En effet, dès lors que le Directeur a ordonné l'hospitalisation sous la contrainte, le traitement médical est immédiatement appliqué.

Or il prend, la plupart du temps, la forme d'administration forcée de neuroleptiques qui ont des effets secondaires reconnus et conséquents et qui affaiblissent les facultés mentales de l'intéressé, ce qui rend difficilement effectif l'accès à cette voie de recours.

Il n'y a pas d'effet suspensif de la décision d'hospitalisation lorsque le Juge est saisi.


b)      La notification de la décision d’admission et l'information sur les voies de recours

L'accès au Juge des libertés est par ailleurs rendu particulièrement complexe dans la pratique.

En effet, pour saisir le Juge, encore faut-il que l'intéressé ait eu connaissance de son existence.

Or, si l'article L.3211-3 (également déféré au Conseil), précise que toute personne atteinte de troubles mentaux, hospitalisée sans son consentement « doit être informée dès l'admission et par la suite, à sa demande de sa situation juridique et de ses droits », cette obligation n’est assortie d’aucune sanction.

Or, l'article 5-2 de la Convention européenne des droits de l'homme, stipule que toute personne arrêtée doit être informée, dans le plus court délai et dans une langue qu'il comprend, des raisons de son arrestation et de toutes accusations portées contre elle.

Cette obligation est également prévue par l'article 9 du Pacte international de New York, relatif aux droits civils et politiques, dont la ratification a été autorisée par la loi du 25 juin 1980, et publié au Journal officiel par décret du 29 janvier 1981.

Ce texte prévoit que :

« tout individu arrêté sera informé au moment de son arrestation, des raisons de son arrestation et recevra notification, dans le plus court délai, de toutes accusations portées contre lui. »





Ce texte impose non seulement la notification de la décision elle-même, mais également celle de ses motifs, afin de garantir l'efficacité du recours prévu par l'article 5-4 de la Convention européenne.

La Cour d'appel de PARIS a précisé dans un arrêt du 5 juillet 2001 (Cour d’appel de PARIS 1ère Ch., Sect. A, 5 juill. 2001 - GRANATA / AJT et autres) que la notification était impérative pour être un élément substantiel de la validité de toute décision administrative privative de liberté.

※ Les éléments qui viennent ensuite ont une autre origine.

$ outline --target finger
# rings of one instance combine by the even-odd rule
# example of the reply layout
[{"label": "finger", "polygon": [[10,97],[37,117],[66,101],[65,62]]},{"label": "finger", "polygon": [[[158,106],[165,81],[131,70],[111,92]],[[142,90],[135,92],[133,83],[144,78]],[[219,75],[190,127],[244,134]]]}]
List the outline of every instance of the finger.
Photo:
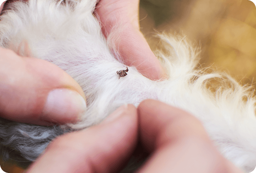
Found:
[{"label": "finger", "polygon": [[142,33],[128,24],[116,42],[125,63],[134,66],[143,76],[152,80],[166,78],[158,60],[151,50]]},{"label": "finger", "polygon": [[137,110],[140,137],[152,152],[139,172],[242,173],[227,164],[189,114],[152,100]]},{"label": "finger", "polygon": [[111,33],[110,39],[114,40],[115,49],[126,65],[135,66],[151,80],[165,78],[159,61],[139,31],[139,2],[102,0],[97,5],[96,12],[103,25],[104,34],[107,37]]},{"label": "finger", "polygon": [[40,125],[74,122],[86,109],[79,85],[56,65],[0,48],[0,116]]},{"label": "finger", "polygon": [[3,6],[5,5],[5,3],[6,2],[6,1],[4,1],[1,4],[1,6],[0,6],[0,13],[1,13],[1,12],[2,11],[2,10],[3,9]]},{"label": "finger", "polygon": [[117,109],[103,123],[68,134],[51,143],[27,173],[116,172],[136,143],[136,108]]}]

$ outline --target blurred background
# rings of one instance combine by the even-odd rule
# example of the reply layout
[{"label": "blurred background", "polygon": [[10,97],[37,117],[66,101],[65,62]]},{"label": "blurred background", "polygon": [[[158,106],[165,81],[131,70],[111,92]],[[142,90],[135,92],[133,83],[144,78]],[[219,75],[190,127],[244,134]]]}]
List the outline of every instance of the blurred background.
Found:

La charge de la preuve de la notification incombe au Directeur de l’établissement .
Toutefois, si le défaut de notification peut être sanctionné dans le cadre d’une action en responsabilité dirigée contre l’établissement hospitalier, celle-ci est postérieure à l'internement, il n'existe aucun moyen légal de l'imposer avec effet immédiat.

Par ailleurs, dès lors que le Directeur de l'établissement ne prend pas de décision écrite et motivée, la notification dans la pratique est inexistante.

Enfin, lorsque cette notification intervient (dans des rares cas où le Directeur rédige et signe une décision d'admission sur un formulaire), cette notification ne va concerner que la décision assortie éventuellement des voies de recours, mais n’emporte pas remise des certificats médicaux comme de la demande du tiers ayant fondé cette décision.

Elle n’est donc pas effective et ne permet pas un recours effectif au juge des libertés puisque l’intéressé ne dispose pas des informations lui permettant de connaître et d’apprécier l’opportunité de ce recours.

L'information sur les voies de recours quand elle existe, est souvent parcellaire, quand elle n'est pas erronée. (Pièce n°  : notification MALINGE)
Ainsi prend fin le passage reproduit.